Mijnheer de Kanselier,

In antwoord op Uw brief van 18 April 1951 deelt de Franse Regering U mede, dat zij er goede nota van heeft genomen, dat de Bondsregering, door het ondertekenen van het Verdrag tot oprichting van de Europese Gemeenschap voor Kolen en Staal niet de bedoeling heeft de huidige status van het Saargebied te erkennen.
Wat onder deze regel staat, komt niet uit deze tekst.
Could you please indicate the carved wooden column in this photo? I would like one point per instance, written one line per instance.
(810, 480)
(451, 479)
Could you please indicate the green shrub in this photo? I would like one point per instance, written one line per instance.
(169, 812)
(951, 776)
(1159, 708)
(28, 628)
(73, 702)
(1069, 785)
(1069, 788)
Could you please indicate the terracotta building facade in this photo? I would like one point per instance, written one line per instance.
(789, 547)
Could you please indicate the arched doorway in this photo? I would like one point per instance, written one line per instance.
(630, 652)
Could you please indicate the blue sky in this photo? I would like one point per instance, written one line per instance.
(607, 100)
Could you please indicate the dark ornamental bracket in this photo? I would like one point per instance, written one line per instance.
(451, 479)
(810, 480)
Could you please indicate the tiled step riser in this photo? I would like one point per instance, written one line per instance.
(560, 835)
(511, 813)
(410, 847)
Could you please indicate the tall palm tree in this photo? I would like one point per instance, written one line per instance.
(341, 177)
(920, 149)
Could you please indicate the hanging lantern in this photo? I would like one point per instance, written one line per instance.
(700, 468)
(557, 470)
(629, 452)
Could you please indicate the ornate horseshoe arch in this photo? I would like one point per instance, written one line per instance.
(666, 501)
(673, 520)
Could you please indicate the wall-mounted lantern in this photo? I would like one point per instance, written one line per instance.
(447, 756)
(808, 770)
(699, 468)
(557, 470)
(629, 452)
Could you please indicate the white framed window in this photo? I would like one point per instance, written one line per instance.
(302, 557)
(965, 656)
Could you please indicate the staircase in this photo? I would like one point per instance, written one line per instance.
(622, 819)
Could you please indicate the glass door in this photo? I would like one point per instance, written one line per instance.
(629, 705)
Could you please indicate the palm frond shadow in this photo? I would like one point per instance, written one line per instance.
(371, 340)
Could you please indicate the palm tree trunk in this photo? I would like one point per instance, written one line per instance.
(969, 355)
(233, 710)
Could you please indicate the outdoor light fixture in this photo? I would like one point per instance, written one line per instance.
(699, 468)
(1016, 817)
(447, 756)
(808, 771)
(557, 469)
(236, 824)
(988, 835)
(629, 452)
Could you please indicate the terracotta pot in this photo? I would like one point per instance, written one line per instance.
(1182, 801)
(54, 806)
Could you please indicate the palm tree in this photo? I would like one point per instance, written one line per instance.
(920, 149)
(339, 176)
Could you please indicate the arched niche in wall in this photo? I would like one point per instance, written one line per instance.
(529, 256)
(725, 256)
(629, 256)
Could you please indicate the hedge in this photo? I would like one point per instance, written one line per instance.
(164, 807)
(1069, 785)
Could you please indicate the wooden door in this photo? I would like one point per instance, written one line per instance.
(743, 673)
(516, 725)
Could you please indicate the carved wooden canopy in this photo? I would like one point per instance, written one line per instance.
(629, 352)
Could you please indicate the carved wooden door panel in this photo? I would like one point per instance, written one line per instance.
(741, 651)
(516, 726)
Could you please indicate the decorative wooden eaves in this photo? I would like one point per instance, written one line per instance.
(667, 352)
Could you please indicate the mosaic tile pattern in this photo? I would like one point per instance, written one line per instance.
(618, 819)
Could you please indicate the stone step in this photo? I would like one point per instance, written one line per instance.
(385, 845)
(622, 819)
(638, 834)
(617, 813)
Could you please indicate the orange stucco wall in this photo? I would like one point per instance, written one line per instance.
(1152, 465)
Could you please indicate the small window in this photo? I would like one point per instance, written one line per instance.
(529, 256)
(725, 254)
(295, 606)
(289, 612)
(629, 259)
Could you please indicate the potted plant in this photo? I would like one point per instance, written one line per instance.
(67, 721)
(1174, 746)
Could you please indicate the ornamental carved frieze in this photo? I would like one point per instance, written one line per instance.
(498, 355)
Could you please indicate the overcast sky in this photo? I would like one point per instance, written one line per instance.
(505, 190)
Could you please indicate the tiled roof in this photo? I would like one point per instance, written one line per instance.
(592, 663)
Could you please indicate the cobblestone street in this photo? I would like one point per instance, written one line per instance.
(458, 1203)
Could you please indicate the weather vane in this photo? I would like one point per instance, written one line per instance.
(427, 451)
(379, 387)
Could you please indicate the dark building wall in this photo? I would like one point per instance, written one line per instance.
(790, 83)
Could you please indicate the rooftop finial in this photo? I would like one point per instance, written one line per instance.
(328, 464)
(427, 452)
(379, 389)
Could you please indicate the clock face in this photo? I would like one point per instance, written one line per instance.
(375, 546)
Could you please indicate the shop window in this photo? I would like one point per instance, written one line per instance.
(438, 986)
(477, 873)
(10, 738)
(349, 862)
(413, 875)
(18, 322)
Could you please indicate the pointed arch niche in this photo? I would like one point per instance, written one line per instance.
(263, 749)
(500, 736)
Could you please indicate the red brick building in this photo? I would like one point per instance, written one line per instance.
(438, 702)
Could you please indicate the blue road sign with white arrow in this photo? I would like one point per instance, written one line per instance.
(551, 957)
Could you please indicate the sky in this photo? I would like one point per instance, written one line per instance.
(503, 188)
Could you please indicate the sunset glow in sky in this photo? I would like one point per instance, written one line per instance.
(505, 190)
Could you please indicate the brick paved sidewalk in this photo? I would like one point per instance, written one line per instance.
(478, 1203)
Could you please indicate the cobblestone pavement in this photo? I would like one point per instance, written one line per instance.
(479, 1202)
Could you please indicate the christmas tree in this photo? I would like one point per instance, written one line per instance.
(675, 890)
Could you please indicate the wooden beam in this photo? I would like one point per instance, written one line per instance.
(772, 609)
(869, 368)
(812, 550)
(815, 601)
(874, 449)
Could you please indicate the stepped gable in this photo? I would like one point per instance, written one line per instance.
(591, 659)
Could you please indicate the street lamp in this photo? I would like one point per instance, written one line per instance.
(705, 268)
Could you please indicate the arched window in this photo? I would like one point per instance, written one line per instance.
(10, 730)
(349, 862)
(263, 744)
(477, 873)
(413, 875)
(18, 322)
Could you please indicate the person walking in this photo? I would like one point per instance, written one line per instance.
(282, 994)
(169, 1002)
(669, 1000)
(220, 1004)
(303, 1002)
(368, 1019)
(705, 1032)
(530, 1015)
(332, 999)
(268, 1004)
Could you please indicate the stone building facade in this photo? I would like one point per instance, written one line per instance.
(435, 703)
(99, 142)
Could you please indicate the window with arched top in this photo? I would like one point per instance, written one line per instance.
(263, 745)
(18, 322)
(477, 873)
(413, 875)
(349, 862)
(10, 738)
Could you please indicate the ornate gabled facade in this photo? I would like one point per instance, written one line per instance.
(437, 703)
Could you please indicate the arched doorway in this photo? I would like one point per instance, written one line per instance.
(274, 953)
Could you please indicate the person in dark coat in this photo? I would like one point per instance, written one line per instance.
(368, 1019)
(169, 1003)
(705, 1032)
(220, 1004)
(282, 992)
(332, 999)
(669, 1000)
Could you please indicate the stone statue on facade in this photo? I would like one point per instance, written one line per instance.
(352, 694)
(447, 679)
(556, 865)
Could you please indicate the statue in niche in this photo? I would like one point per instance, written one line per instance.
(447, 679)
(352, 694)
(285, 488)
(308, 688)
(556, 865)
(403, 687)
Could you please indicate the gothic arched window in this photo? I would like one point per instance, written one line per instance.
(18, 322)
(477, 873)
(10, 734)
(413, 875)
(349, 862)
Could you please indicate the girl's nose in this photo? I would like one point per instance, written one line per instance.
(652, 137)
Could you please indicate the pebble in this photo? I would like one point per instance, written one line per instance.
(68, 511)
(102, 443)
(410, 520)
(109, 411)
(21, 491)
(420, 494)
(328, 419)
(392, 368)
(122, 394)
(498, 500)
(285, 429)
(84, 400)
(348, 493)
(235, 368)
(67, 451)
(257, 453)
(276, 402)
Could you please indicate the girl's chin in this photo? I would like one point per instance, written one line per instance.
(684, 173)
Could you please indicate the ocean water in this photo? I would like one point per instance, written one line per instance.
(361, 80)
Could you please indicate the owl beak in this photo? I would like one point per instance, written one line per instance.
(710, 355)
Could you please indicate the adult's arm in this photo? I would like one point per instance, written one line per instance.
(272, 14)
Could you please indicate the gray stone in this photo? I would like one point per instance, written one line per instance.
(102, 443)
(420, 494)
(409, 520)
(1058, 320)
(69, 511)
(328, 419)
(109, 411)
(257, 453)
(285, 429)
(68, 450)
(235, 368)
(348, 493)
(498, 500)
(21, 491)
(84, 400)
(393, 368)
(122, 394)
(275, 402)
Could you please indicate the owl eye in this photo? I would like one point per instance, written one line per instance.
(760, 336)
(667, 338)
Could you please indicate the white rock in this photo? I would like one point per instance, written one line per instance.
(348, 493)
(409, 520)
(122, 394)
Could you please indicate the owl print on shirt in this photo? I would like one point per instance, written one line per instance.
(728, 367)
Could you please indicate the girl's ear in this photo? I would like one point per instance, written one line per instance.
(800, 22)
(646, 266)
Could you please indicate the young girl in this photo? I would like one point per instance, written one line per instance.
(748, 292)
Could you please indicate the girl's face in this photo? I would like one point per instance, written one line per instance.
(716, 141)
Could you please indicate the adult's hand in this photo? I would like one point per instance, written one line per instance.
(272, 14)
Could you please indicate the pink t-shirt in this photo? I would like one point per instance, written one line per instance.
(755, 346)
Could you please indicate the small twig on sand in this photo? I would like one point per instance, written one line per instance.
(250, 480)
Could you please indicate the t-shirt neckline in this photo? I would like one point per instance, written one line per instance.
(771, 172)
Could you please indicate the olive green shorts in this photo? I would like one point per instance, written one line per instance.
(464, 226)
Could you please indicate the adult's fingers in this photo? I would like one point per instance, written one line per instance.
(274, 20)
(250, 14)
De Franse Regering verklaart, in overeenstemming met haar eigen standpunt, dat zij in naam van het Saargebied optreedt krachtens de huidige status daarvan, maar dat zij in de ondertekening van het Verdrag door de Bondsregering geen erkenning van de huidige status van het Saargebied door de Bondsregering ziet. Zij is niet van mening, dat het Verdrag tot oprichting van de Europese Gemeenschap voor Kolen en Staal vooruitloopt op de uiteindelijke status van het Saargebied, waarvan de regeling toekomt aan het Vredesverdrag of een Verdrag dat daarvoor in de plaats treedt.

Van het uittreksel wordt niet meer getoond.